The reason I am contacting you is I want to learn more about photography composition and what goes into photo shoots. Wedding photography is something I've really taken an interest with after shooting a wedding show in January and while the show is obviously different, I really want to learn what it's like to shoot weddings and other photo shoots. I've done two shoots in the past couple months with friends and shot both the Run for Rocky and LifeWalk for Hospice events, but I still have a lot to learn.

I've seen the photographs you've taken from weddings, engagement shoots, etc and feel I could learn a lot if you would give me the opportunity to tag along on some weddings and other shoots. I realize you may have assistants already, so even if it's not the case of being able to second-shoot, being able to learn how you compose shots, etc. I would really appreciate the chance to learn.

I currently have a Canon Rebel T3 and four lenses, a wide-angle 18-55mm f/3.5-5.6, a 75-300mm telephoto lens f/4-5.6, a portrait 40mm f/2.8 and a 50mm standard f/1.8 lens and a universal flash.

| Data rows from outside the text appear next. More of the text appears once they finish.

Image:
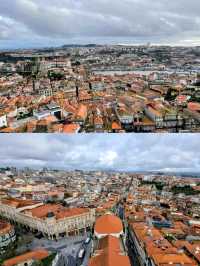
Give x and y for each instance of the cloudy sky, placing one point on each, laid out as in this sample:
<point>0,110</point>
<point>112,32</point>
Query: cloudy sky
<point>26,23</point>
<point>106,152</point>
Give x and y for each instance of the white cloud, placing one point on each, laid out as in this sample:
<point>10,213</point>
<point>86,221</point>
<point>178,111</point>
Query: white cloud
<point>145,20</point>
<point>117,152</point>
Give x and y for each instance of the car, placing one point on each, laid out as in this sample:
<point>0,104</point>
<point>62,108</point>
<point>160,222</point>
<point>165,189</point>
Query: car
<point>81,253</point>
<point>87,241</point>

Let me know your thoughts and I hope to hear from you,

As for the second-shoot aspect of your message, very cool :) Looks like you guys had fun :)
I think the problem is that you're not really selling yourself too strongly and the letter is too generalist with reference to the person you're contacting. You can indeed send that email to anyone, but it just feels generic. The words to describe their skills are so general that they won't feel like you're personally contacting them and rather that you're just sending out 10001 of these to anyone with a photography website.

Yes there are many to send, but the market is niche and small enough that you really should be tailoring each email to the person your sending it to. If you can't be there in person then at least be personal with your communications. Also consider that a few A4 prints combined with a strong and personal cover letter could also do well - also note you didn't mention anything about a link to your photography in the email .
I don't really know why I missed my website. I realized after sending I missed adding my website but it was too late, sending a second e-mail would be just foolish cause if they haven't responded to the first, why would they respond to the second even if it does give my portfolio. I haven't exhausted all the photogs in this area, but given the lenses I have and such...I'm not even sure if I have the equipment to second shoot. As far as I know, none of the lenses I have are even prime lenses and except for my 50 and 40mms, the slowest aperture I have is my 18-55mm f/3.5-5.6 and the 75-300 f/4-5.6 is likely too soft to create good shots in low light...
I'd leave the equipment list off - chances are they have their own gear and if they want a second shooter a pro will have spares to ensure that they have a backup or that anyone who works for them has insured company equipment of a suitable standard to use.
Ok. Good to know. Makes sense too, given I've only just started out my equipment isn't insured at the moment.
Find a local camera club - they usually have access to great workshops which, if not free, are usually offered at substantially reduced rates over those offered to the general public. You're also MUCH more likely to find mentors there, and while it may not get you in the business, it will get you skills, and many of the old, retired pros who often join camera clubs know people who know people...
I agree about leaving your gear out of the E-mail. It's probably adequate for an assistant or second shooter, but it's not really pro wedding gear. Discussing gear is something that should be done, once you have established contact...hopefully at a face to face meeting.

I also noticed that you didn't link to a website or even a portfolio. That is certainly important. On that topic, I'd suggest that less is more. Don't send them to a gallery with 100+ photos. They will likely glance at a few of them and be done with it. Instead, have a portfolio of only your strongest images. I'd suggest 20 or less. Include images that show that you understand and can control things like tricky metering situations, DOF etc.
We tend to judge ourselves by our best work, but others may judge us by the collective work that they see (or by the worst that they see) by only showing the best of your best, someone would likely have a higher opinion of your (your photography).